How to scrape data from Google Maps using Puppeteer & Browserless [Tutorial]

July 1, 2022

contents

Google Maps is a vast source of data including locations, phone numbers, reviews, ratings, etc., of businesses worldwide. Although Google Maps has the places API, it just touches the surface of what Google Maps shows in the UI. Browserless (browserless.io) can help automate scraping the UI via various approaches and can take care of the overhead of maintaining the infrastructure to run an automated scraping setup. Let’s see how we can use puppeteer along with browserless.io to automate scraping data off of Google Maps.

We've already shared guides on how to scrape Google Shopping, Youtube, Twitter, Glassdoor, Amazon and other useful web automation tutorials. But today, let's dive deeper into web scraping Google Maps.

What’s the plan?

In this article, we will explore how you can curate a database of hotels and various parameters about each hotel listing. We will gather information like phone numbers, public reviews, ratings, addresses, business hours, photos, etc. We will also deal with lazy-loaded content and scrape paginated content.

Google Maps scraper step #1 - Browserless

Create an account on browserless.io (You can try it for free).
In this article, we will be using Puppeteer.
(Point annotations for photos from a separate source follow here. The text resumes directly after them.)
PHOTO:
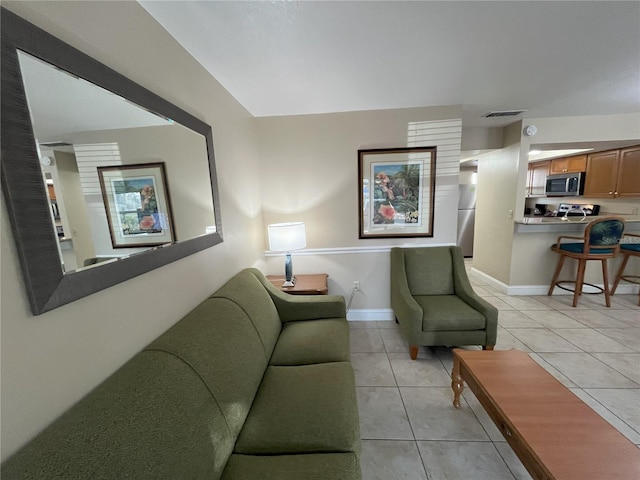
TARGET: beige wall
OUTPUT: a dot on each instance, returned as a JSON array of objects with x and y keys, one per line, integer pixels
[
  {"x": 310, "y": 173},
  {"x": 498, "y": 177},
  {"x": 50, "y": 361}
]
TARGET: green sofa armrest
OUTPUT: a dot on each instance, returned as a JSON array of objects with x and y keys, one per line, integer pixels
[{"x": 303, "y": 307}]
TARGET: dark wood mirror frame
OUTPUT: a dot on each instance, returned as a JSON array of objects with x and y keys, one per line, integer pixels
[{"x": 48, "y": 287}]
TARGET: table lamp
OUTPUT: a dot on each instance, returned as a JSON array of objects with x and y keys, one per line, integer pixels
[{"x": 284, "y": 237}]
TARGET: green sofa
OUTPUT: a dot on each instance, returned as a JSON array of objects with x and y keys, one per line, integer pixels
[{"x": 251, "y": 384}]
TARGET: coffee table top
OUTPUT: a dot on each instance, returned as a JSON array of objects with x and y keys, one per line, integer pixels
[{"x": 569, "y": 438}]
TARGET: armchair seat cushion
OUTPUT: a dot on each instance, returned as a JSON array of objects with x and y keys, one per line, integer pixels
[
  {"x": 449, "y": 313},
  {"x": 312, "y": 341}
]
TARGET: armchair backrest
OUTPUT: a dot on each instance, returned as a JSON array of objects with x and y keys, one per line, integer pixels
[
  {"x": 429, "y": 270},
  {"x": 604, "y": 233}
]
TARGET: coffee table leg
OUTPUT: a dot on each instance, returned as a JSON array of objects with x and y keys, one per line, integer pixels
[{"x": 457, "y": 384}]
Please follow step 1 of this guide to set up Puppeteer.
Login to your browserless.io account, go to the Account page on the left sidebar, and now keep the API key handy. We will be using that soon

Google Maps scraper step #2 - Puppeteer

Now that we have our account set up on browserless.io we will need to set up Puppeteer to interact with it and implement Google Maps data scraping.

Since we don’t want to spend money on local testing, we will set up puppeteer for local development testing and connect to browserless.io URL in production mode. We don’t want to handle the hassle of setting up and managing puppeteer in the production, so browserless.io can do that for us.

Check out the comments to know more about how we make use of local puppeteer setup in the development environment and rely on browserless.io in production.

Instead of installing the whole puppeteer package and a browser with it, you can also install puppeteer-core. The puppeteer-core is intended to be a lightweight version of Puppeteer for launching an existing browser installation or for connecting to a remote one (in our case browserless.io). If you want to know more about how to use puppeteer-core with browserless, check out this guide. Also, you can try out the docker version of browserless .io to test things locally (read more about this at the end of this article).

Let’s start by creating a simple yarn project and installing a few dependencies.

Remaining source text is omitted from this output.